According to the proposal, examples of material incidents include:
- Compromises of the confidentiality, integrity, or availability of an information asset
- Degradation, interruption, loss of control, damage to, or loss of operational technology systems
- Unauthorized access by a third party that results in alteration or theft of sensitive data or information that results in a financial loss or liability
- A malicious actor offers to sell or threatens to disclose sensitive data
- A malicious actor demands payment to restore company data that was stolen or altered.
This materiality analysis would require registrants to delve deep into impacted systems, data, and networks. Organizations would need to “thoroughly and objectively” evaluate all pertinent information, including facts and circumstances surrounding the incident. The analysis should include both quantitative and qualitative factors.
This would be a towering challenge for companies that lack expertise – or even basic experience – in performing a materiality assessment. The four-day reporting deadline would exacerbate an already complex process and could strain existing security teams.
It’s time to take security seriously
The proposed rules are timely due to today’s escalating risks. The SEC says cybersecurity risks are rising due to:
- Digitization of business operations
- Increase in remote work
- Growing monetization of cyberattacks
- Proliferation of digital payments
- Increasing reliance on third-party service providers (and resulting escalation in incidents due to third-party provider vulnerabilities)
- Increasingly sophisticated and effective cyberattack methods
It’s likely that many SEC registrants are aware of risk creep. Yet many (small to mid-size publicly traded companies) haven’t seriously addressed, much less implemented, cybersecurity risk management programs. For these companies, the SEC reporting requirements would likely be a very heavy lift.
For instance, the four-day deadline to report an incident is an incredibly tight timeframe that would be challenging for most organizations, regardless of cybersecurity maturity and capabilities. Impacted organizations would need to get their forensics investigators on the ground to gather relevant data and perform a materiality analysis as quickly as possible, then deliver results within 96 hours.
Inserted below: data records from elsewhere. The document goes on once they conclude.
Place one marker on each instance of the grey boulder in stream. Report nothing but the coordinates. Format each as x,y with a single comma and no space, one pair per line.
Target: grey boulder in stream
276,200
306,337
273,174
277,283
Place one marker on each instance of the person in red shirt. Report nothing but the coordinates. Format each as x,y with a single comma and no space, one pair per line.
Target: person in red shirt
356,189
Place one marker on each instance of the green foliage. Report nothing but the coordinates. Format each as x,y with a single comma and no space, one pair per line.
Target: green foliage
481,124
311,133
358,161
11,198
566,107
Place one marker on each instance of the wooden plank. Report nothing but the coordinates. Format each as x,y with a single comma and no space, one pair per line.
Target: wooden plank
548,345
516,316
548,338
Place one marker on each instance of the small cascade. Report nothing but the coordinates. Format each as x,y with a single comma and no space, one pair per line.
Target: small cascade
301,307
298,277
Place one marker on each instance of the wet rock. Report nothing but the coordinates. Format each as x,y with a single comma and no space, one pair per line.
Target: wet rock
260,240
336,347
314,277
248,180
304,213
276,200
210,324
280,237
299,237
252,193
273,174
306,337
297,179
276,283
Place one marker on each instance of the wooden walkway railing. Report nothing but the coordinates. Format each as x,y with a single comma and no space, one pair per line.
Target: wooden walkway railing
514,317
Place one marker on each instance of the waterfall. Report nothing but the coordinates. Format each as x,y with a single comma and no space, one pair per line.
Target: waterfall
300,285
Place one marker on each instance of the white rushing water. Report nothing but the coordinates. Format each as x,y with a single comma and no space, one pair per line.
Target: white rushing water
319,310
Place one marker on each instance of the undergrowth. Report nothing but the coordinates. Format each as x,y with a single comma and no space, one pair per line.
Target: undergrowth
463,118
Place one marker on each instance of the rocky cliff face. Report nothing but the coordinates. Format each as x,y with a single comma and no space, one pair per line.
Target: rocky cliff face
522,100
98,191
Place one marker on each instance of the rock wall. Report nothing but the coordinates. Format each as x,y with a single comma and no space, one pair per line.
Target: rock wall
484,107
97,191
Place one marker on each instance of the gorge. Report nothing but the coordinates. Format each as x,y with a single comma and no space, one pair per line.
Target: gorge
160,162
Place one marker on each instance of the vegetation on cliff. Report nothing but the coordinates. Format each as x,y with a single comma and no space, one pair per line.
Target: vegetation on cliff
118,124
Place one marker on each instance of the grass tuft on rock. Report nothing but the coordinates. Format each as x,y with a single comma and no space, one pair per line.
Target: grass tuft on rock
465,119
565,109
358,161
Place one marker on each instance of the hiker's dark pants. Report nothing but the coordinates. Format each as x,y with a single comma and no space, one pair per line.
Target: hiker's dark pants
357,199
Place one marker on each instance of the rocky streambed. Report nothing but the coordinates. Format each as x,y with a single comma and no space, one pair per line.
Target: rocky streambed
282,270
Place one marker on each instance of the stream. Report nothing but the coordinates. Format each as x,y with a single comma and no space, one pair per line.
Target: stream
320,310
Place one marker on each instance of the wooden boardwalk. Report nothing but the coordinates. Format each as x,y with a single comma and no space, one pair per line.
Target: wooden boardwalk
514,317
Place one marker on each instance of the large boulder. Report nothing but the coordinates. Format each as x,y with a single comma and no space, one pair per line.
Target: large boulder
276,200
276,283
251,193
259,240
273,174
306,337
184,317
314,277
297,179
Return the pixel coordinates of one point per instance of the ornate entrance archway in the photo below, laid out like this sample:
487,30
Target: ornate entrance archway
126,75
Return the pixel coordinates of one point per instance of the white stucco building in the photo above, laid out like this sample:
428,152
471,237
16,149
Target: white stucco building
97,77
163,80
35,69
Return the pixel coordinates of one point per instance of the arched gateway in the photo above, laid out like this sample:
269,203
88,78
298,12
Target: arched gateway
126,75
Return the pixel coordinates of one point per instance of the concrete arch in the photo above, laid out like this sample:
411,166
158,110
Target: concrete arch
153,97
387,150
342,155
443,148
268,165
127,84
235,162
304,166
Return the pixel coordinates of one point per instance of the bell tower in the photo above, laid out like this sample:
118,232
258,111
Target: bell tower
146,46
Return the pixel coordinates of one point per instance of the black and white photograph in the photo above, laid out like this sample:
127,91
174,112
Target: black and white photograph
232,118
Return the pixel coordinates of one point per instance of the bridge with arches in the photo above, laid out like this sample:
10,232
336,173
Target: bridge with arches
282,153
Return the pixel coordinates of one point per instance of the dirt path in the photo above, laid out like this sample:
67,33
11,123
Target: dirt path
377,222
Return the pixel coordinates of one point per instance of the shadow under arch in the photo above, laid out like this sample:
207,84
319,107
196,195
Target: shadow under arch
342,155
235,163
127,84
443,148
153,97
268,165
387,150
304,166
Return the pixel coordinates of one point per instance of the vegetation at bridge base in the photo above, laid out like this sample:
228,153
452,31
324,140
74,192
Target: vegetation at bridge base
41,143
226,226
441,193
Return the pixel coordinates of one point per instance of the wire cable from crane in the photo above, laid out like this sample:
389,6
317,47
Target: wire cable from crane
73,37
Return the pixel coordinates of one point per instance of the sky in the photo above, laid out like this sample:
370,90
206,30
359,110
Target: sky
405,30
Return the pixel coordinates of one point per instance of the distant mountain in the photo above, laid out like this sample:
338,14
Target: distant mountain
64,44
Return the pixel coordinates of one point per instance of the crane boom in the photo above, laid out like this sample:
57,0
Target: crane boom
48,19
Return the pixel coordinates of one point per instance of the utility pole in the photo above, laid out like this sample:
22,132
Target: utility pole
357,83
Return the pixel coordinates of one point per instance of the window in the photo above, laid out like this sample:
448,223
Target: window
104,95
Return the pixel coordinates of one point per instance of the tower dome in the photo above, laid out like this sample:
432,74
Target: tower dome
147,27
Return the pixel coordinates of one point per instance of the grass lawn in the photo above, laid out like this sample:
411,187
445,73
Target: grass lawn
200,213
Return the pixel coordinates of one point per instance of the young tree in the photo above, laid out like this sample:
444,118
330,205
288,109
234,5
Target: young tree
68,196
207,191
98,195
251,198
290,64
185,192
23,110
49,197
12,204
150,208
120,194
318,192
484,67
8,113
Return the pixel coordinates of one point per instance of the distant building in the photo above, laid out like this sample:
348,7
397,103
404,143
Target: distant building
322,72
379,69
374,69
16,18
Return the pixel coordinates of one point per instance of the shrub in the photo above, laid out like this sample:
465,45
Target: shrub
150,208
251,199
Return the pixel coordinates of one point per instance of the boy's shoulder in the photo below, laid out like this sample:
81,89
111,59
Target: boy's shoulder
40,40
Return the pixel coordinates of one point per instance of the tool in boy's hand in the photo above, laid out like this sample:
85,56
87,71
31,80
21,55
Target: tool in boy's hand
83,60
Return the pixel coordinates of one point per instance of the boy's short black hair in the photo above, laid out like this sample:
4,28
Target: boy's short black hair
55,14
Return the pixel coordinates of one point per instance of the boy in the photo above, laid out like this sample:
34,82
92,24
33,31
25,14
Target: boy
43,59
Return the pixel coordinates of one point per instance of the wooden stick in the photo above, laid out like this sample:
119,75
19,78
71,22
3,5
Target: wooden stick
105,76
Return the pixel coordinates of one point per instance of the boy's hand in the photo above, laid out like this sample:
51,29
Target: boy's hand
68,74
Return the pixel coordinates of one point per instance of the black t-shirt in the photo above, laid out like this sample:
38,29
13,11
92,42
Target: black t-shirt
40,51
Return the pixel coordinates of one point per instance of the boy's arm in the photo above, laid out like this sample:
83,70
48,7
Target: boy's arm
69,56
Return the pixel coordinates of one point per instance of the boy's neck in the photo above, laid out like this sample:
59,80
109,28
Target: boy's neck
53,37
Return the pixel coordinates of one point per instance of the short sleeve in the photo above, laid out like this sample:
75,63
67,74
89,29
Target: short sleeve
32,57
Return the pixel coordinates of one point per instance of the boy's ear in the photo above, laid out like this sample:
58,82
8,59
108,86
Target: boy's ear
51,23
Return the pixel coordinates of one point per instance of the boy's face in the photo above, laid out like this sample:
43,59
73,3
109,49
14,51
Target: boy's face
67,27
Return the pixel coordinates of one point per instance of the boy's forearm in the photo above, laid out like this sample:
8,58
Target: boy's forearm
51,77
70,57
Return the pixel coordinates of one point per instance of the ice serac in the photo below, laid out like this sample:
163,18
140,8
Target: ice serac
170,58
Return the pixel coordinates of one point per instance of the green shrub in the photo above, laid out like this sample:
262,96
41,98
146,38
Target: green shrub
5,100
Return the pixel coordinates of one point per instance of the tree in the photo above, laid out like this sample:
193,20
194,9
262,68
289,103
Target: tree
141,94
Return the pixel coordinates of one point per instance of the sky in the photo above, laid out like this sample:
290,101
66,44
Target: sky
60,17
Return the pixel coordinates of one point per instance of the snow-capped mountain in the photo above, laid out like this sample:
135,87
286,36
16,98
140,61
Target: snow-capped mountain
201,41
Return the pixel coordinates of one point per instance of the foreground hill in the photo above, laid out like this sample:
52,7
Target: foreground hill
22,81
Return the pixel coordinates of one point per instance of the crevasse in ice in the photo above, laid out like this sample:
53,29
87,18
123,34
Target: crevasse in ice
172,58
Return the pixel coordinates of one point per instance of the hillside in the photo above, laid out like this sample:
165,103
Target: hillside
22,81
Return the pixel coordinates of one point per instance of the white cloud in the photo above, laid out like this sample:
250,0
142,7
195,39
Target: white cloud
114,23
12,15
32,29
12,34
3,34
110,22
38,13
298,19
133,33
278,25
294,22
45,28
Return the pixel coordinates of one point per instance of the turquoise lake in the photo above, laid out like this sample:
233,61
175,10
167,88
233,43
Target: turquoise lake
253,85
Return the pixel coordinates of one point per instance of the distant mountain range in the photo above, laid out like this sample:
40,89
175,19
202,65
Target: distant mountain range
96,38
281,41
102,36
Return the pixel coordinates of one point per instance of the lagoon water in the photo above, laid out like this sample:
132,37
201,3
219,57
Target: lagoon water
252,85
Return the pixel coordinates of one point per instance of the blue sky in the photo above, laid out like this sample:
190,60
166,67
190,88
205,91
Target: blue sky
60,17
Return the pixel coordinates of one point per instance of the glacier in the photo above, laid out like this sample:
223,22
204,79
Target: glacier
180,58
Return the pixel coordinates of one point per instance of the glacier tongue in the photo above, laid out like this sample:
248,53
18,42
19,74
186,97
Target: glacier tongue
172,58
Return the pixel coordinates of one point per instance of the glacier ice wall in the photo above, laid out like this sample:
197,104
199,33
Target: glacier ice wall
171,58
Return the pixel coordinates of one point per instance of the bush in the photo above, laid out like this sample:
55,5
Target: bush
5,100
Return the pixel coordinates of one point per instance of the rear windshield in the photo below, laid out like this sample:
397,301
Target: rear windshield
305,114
Human expertise would be needed to objectively evaluate the total mix of information. For instance, the assessment should take into consideration all relevant facts and circumstances surrounding incidents, some of which may not have been captured by IT systems.
On the upside, the SEC says that reporting of material cybersecurity incidents within four days would significantly improve the timeliness of incident disclosures, as well as provide investors with more “standardized and comparable” information.
For their part, SEC registrants should take the proposed rules seriously. They provide a top-down approach to risk-based cybersecurity that can help businesses build a solid reputation – and trust – among investors, customers, and business partners.